Updated

As the White House and Capitol Hill struggle to reach agreement on the debt ceiling crisis, Ireland's largest bookmaker has weighed in on the issue, and is taking odds on how it all plays out.

Paddy Power has set a line on both a U.S. ratings downgrade by Moody's and on whether the U.S. debt ceiling will be raised.

A Paddy Power press release is quoting 9/2 that the U.S. will lose its AAA status, and it puts odds on the debt ceiling to be raised before the August 2nd deadline at 1/8.On Wednesday Moody's Investors Service, a credit rating agency, warned of a potential downgrade that would move the U.S.'s debt rating from their highest rating of Aaa to Aa, citing the "rising possibility" that the government's $14.29 trillion borrowing limit won't be raised soon enough to prevent the U.S. from running out of money to pay its bills.

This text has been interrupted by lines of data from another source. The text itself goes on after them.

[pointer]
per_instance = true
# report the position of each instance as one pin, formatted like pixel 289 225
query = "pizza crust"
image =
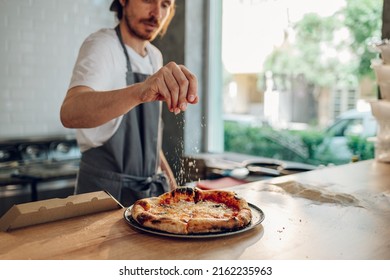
pixel 189 210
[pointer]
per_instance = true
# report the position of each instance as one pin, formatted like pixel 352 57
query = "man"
pixel 114 100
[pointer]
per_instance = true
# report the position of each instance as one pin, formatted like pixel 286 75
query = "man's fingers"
pixel 183 84
pixel 192 90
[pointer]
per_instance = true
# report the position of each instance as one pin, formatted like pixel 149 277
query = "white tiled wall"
pixel 39 42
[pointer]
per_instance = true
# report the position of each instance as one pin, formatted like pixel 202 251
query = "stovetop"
pixel 38 158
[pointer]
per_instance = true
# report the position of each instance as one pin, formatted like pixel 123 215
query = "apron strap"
pixel 129 76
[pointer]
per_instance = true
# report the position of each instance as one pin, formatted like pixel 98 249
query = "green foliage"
pixel 364 20
pixel 298 146
pixel 320 44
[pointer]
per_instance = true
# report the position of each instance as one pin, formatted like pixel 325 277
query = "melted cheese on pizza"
pixel 184 210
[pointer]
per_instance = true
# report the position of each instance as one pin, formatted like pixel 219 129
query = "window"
pixel 289 70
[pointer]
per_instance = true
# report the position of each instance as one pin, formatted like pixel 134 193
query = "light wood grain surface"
pixel 335 213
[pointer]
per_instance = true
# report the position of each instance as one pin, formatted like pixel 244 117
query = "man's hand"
pixel 174 84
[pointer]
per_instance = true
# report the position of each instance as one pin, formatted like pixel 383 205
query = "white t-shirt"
pixel 101 65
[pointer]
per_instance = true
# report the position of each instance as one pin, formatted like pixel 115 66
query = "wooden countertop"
pixel 335 213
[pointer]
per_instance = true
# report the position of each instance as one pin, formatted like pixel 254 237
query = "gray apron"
pixel 126 165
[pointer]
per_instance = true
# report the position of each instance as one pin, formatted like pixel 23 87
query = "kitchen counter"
pixel 340 212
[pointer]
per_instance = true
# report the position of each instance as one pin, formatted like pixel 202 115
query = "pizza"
pixel 188 210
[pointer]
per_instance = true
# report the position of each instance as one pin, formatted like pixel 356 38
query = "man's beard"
pixel 148 36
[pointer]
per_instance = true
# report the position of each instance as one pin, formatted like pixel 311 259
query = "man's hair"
pixel 119 15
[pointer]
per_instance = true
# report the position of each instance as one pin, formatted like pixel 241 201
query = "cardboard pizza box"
pixel 44 211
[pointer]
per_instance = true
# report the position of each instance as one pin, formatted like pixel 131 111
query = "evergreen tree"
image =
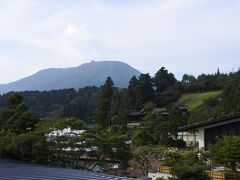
pixel 103 114
pixel 132 92
pixel 144 90
pixel 164 80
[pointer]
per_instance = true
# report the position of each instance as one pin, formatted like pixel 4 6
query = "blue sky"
pixel 185 36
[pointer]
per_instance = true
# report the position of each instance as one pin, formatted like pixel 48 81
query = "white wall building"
pixel 213 129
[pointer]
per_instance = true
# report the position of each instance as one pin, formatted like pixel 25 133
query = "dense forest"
pixel 25 136
pixel 162 90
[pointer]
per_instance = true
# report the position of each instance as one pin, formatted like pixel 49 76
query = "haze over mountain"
pixel 88 74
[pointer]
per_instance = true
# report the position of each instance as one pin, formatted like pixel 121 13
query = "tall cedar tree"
pixel 162 81
pixel 144 90
pixel 132 92
pixel 103 114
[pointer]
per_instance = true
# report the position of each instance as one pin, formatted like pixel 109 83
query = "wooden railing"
pixel 217 175
pixel 165 169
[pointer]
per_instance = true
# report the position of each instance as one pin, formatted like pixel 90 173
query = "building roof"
pixel 209 122
pixel 12 170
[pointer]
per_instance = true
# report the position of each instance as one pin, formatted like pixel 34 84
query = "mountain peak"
pixel 93 73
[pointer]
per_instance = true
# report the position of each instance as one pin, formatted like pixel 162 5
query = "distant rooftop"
pixel 12 170
pixel 225 119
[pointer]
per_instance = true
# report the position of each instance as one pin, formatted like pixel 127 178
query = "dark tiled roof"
pixel 209 122
pixel 11 170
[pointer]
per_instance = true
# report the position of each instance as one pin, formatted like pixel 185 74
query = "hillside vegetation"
pixel 195 100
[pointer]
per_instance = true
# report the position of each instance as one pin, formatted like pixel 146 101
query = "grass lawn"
pixel 194 100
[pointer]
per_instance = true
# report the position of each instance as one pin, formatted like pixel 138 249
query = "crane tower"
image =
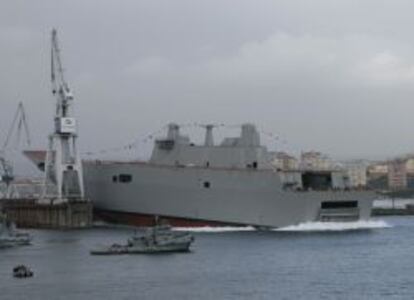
pixel 63 166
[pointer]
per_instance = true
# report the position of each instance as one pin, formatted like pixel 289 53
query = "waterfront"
pixel 298 263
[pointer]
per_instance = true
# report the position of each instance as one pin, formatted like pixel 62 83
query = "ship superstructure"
pixel 229 183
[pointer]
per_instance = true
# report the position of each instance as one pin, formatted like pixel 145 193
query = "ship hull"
pixel 196 196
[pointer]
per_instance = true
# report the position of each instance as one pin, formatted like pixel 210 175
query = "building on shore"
pixel 397 174
pixel 284 161
pixel 313 160
pixel 357 173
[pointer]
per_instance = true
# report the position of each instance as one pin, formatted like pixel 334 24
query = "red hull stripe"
pixel 137 219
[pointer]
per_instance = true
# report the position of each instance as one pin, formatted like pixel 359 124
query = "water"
pixel 372 260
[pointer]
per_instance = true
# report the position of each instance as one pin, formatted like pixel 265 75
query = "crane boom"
pixel 63 165
pixel 19 122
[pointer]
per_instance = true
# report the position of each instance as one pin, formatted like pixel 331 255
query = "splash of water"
pixel 336 226
pixel 303 227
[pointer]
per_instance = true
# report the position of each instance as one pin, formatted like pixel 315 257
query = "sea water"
pixel 361 260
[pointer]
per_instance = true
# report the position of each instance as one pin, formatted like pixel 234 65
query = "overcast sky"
pixel 334 76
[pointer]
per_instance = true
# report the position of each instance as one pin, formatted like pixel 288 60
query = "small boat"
pixel 10 236
pixel 157 239
pixel 22 271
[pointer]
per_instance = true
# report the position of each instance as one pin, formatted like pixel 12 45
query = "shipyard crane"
pixel 18 124
pixel 63 165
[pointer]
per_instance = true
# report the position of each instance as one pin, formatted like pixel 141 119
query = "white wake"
pixel 336 226
pixel 303 227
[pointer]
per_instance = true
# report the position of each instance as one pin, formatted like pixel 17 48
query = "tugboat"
pixel 157 239
pixel 22 271
pixel 9 236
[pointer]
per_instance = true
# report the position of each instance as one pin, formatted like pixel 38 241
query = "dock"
pixel 31 213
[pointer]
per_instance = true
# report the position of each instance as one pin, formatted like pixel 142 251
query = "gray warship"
pixel 156 239
pixel 232 183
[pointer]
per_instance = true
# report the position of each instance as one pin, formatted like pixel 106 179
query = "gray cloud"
pixel 331 75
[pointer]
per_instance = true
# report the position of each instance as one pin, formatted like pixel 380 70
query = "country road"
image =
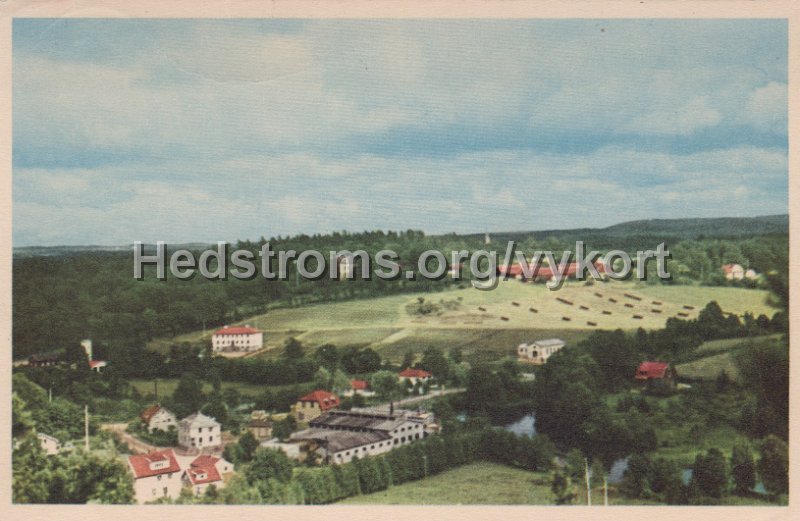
pixel 136 445
pixel 420 398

Paddy Power reacted to that information in its press release, saying, "By downgrading struggling countries across Europe, Moody's have already shown they mean business. A downgrade could spell disaster for America and an uncertain future for President Obama."

Paddy Power spokesperson Sharon McHugh said that for now, "Obama is still our odds-on favorite to be elected for another term," but cautioned, "Those odds would disappear faster than Houdini if Moody's went ahead with a downgrade."